En outre, l'article 6 de la proposition de loi prévoit d'étendre un article déjà existant du code de l'éducation, qui prévoit un "enseignement moral et civique" sur "le respect de la personne, de ses origines et de ses différences, de l'égalité entre les femmes et les hommes ainsi que de la laïcité" aux questions d'orientation sexuelle et d'identité de genre. Quel rapport avec les "thérapies de conversion" ? Au cours de la mission d'information qui s'est tenue à l'automne 2019, Laurence Vanceunebrock a constaté que les discours de "guérison" passaient parfois la porte d'établissements privés confessionnels, explique-t-elle à TÊTU : "Nous avons reçu des représentants de l’Éducation nationale qui disaient que, même s'il y a un programme obligatoire à suivre au sein de ces établissements, certains établissements étaient libres de ne pas choisir d’intégrer ce type de discriminations à l’éducation à la sexualité."

Auparavant, l'ex-policière a observé, lors d'un voyage en Guadeloupe avec son collègue LREM Raphaël Gérard, les pratiques de certains établissements scolaires qui "avaient eu la très bonne idée de mettre en place des référents parmi les élèves qui avaient pour mission d’être vigilants à ce qui pouvait se passer entre leurs camarades en ce qui concerne les termes homophobes". Par exemple, chaque utilisation du terme créole "makoumé", utilisé pour désigner d'une manière péjorative les homosexuels dans les Antilles francophones, donnait lieu à une invitation des référents à "changer son vocabulaire". "Ces jeunes enfants étaient baignés dans l’idée qu’on pouvait être différents en termes de couleur de peau, de handicap, d'orientation sexuelle ou d'identité de genre."

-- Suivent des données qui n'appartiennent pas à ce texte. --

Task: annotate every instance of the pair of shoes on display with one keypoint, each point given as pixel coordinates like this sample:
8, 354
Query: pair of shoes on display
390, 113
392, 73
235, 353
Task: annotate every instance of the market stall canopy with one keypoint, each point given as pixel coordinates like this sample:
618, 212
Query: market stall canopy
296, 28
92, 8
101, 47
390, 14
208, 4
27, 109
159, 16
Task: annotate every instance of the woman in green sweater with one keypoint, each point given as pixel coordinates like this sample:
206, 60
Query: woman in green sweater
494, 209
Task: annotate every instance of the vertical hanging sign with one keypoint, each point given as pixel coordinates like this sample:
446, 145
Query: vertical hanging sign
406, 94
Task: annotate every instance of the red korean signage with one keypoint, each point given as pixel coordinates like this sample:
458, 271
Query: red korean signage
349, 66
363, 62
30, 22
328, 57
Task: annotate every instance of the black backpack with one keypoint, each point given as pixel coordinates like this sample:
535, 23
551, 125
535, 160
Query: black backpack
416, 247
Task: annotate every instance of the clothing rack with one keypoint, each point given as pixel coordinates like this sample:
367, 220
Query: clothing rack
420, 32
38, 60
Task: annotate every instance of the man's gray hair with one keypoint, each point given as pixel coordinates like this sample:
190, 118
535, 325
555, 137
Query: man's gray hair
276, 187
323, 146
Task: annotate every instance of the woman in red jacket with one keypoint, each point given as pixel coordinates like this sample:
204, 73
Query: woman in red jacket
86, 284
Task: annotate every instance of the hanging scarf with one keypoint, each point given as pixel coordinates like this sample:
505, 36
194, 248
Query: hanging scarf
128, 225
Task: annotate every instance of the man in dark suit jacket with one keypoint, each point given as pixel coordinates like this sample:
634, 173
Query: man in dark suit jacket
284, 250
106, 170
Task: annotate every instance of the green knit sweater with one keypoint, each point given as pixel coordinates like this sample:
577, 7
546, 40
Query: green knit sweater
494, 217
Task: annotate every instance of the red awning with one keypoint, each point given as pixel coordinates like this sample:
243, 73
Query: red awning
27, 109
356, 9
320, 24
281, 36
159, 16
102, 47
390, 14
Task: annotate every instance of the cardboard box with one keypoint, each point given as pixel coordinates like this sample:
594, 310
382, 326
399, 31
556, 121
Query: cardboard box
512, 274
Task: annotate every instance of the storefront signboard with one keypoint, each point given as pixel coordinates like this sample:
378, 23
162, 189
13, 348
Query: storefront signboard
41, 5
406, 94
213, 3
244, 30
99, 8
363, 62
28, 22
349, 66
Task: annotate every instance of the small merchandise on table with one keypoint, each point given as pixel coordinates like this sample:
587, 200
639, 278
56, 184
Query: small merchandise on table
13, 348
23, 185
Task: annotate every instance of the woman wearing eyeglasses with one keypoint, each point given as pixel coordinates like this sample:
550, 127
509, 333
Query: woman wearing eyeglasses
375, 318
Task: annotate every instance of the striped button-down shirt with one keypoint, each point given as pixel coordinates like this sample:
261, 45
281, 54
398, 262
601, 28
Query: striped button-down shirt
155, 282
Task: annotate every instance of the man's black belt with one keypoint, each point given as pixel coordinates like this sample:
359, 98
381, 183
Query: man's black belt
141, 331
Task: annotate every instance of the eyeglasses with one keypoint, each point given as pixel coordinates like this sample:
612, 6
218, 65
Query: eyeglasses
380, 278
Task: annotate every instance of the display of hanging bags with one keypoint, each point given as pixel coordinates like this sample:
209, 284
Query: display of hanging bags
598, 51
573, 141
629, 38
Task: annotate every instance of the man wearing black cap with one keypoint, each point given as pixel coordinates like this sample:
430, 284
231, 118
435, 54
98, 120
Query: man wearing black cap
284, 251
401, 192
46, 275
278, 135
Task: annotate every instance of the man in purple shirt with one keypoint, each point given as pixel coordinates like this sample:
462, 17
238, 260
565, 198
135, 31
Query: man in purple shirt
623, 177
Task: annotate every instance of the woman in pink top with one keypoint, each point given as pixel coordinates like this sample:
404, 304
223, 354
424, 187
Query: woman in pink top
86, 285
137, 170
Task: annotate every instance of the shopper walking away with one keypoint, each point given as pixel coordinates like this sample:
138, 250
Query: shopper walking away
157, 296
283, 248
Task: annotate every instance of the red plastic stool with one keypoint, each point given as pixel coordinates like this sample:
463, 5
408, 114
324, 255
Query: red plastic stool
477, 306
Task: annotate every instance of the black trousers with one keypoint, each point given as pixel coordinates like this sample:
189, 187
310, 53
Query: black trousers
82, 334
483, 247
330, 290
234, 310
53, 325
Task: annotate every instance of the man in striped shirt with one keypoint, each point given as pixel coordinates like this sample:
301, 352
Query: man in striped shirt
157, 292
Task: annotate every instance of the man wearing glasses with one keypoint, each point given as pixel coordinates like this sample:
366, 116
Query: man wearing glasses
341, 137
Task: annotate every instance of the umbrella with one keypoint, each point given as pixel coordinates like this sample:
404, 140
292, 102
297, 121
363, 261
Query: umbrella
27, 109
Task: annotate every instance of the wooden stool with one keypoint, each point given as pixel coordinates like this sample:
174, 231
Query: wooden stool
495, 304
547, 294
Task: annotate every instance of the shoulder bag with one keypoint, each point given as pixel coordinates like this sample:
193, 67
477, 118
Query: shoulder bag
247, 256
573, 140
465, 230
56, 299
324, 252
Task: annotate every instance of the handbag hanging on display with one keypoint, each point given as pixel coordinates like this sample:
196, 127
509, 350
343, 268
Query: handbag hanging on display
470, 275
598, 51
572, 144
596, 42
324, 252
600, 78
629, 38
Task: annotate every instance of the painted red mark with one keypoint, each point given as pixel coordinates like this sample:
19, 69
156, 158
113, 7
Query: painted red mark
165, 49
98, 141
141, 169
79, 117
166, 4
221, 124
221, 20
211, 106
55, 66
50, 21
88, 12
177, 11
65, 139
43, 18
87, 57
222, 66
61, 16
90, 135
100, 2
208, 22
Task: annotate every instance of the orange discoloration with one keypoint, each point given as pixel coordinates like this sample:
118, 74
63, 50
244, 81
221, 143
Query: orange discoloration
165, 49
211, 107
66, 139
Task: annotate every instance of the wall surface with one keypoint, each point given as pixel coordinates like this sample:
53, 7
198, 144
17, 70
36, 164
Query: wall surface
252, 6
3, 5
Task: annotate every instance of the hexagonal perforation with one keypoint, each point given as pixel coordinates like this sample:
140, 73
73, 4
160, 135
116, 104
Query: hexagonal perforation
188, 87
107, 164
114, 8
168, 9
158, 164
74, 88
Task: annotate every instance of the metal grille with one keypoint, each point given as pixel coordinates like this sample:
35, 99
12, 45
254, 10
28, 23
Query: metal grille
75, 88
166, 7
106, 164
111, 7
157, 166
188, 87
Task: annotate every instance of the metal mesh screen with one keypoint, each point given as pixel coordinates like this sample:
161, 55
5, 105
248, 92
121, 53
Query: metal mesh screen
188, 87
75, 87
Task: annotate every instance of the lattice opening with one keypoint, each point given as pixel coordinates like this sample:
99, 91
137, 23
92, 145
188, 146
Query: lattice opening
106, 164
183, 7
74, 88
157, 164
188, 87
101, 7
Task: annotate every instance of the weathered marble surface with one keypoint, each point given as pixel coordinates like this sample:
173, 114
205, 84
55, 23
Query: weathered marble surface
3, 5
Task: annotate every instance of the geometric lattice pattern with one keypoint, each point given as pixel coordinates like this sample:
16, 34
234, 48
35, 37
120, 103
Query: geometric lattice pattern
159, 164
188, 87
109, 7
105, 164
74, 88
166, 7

"On laisse les enseignants sans moyens"

À SOS homophobie, on se réjouit que la proposition de loi comprenne un volet sur l'éducation et on espère pouvoir l'enrichir. "On ne peut qu’être contents, dans la mesure où nous avons rencontré malgré le confinement plus de 35.000 élèves dans nos interventions en milieu scolaire (IMS), développe Véronique Godet, coprésidente de l'association, auprès de TÊTU. Nous pensons vraiment que cette éducation est fondamentale. L’obejctif de nos IMS est à la fois de faire réfléchir les élèves sur le sexisme, de les amener à déconstruire les stéréotypes de genre et à s'interroger sur les orientations sexuelles et identités de genre."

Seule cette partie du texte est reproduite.